Thursday, June 12, 2014

Grandma Hemmer


Grandma Hemmer, my mother's mother, didn't talk much.  She was too busy working to have a lot of time for small talk.  I have very few memories of her not working at something - work was  her life.

That's the way it is when, in a three-year span, you go from being a bride, to being a widow with two children, in an era when there was little help from outside.  In the Depression, no less.  When her husband died in a tragic accident, leaving her with a two-year-old and a two-month-old, she had to move back in with her own mother and sisters, and go to work.  She did housework and worked in a canning factory.  When she was older, she began working in a school as the cook, which is the job I remember her doing.

One time when I was in about fifth grade, we made it to Illinois for the Christmas holidays before her school was out, and I got to go to school with her for the last day.  It was a small school, grades 1-8, and one class per grade.  It was a Friday, so she made her usual dessert for Friday's lunches - homemade cinnamon yeast rolls.  Can you imagine, getting cinnamon rolls from scratch, every Friday, in a school lunch!!  I remember helping her with the dough that morning, and observing her and her helper get everything else done as well.

She was a wonderful cook.  I measure the quality of anyone's yeast rolls, pies, and other baked goods against her standard.  People who rave over bakery cakes and other store baked goods (that taste like cardboard in comparison) were not fortunate enough to have a grandmother of German heritage who knew how it really should be done.



Summers, my siblings and I, in various combinations, would spend several weeks with her and her sisters.  I remember well seeing Grandma bent over her asparagus patch, or picking tomatoes, or making applesauce out of the apples we picked up under her tree.  We'd drive out into the country and buy corn on the cob, which she would make for supper, along with creamed asparagus from the garden, cucumbers, and other good foods, which we would eat on the screened-in porch out back.  If my folks were there, Dad would compliment her on her good cooking, and she would nod and smile.  

Sometimes, on hot July mornings, she'd bring out a huge stack of leftover fabric, and we would cut out quilt patches on the big table on the back porch.  Then we'd go down to the sewing machine in the cool basement and sew them together for comforter tops.  My job was to keep the fabric squares coming to her - first a light one, then a dark one.  When ladies came for World Relief sewing every other week to their home, they would knot these comforters along with other sewing projects.  There is no telling how many people in the world were warmed by their efforts over many years.

Also in the summers, Grandma would come to Alabama to take care of us while Mom was in school getting her teaching license.  She cooked and worked just as hard at our house - it was no vacation for her.  And in addition to all that, she would crank out hundreds of rice krispie bars, brownies from scratch, and other treats for the three vacation Bible schools that we were involved in each year.  Not a task for the fainthearted.

In her later years, Grandma got emphysema.  How a woman who never went near a cigarette in her life got emphysema is hard to believe, but she did.  So a constant cough became her companion.  She moved to the Skylines, the church home for the elderly, and God gently took her home in the fall of 1980.  

On one of my beds is a comforter made during her last years, with the other ladies at the home.  It's not fancy, just knotted just like all those World Relief quilts.  Somehow we ended up with it, and even though it's not the prettiest piece of needlework she ever made, I'm very glad to have it, as a final reminder of a grandmother who served God by serving people, by getting the job done.  Elisabeth Elliot says that when you are overwhelmed, just do the next thing.  That's how my grandma, with the help of God, got through life.



2 comments:

rk2 said...

Love seeing these pictures.

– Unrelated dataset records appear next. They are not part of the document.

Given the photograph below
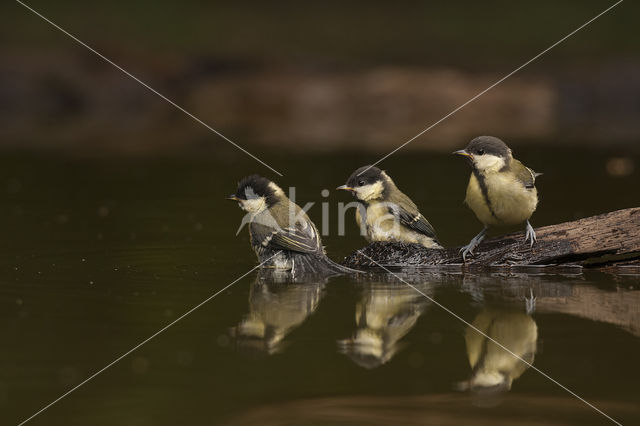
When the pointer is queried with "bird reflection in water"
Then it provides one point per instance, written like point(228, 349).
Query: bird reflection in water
point(493, 369)
point(385, 313)
point(278, 304)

It's interesting how the pictures are different than what I have in my mind. Again because of our age difference you have different memories than I do. I don't associate Grandma with asparagus, but I do cinnamon rolls!

One of my favorite stories about Grandmas was how God took care of her and her children after our grandfather died. Because he had no will and the house was not in her name, the house was put up for auction. In the middle of the Depression, a wealthy cousin went to the courthouse to make sure he bid higher than anyone else so Grandma could keep her house. She was able to rent it out to help bring in extra income for her family. At least that is the story as I remember it being told.

Thanks for sharing these pieces!

Miriam said...

No one showed up at the auction to buy the house, so the Good Samaritan cousin bought the house for a dollar and promptly sold it to mother for a dollar. Another favorite is that my mother's mother, Grandmother Martin, said that as long as she had food, we would have food (during the Depression many were hungry)and we never lacked anything. Like Ronald Reagan, we were poor but we didn't know it.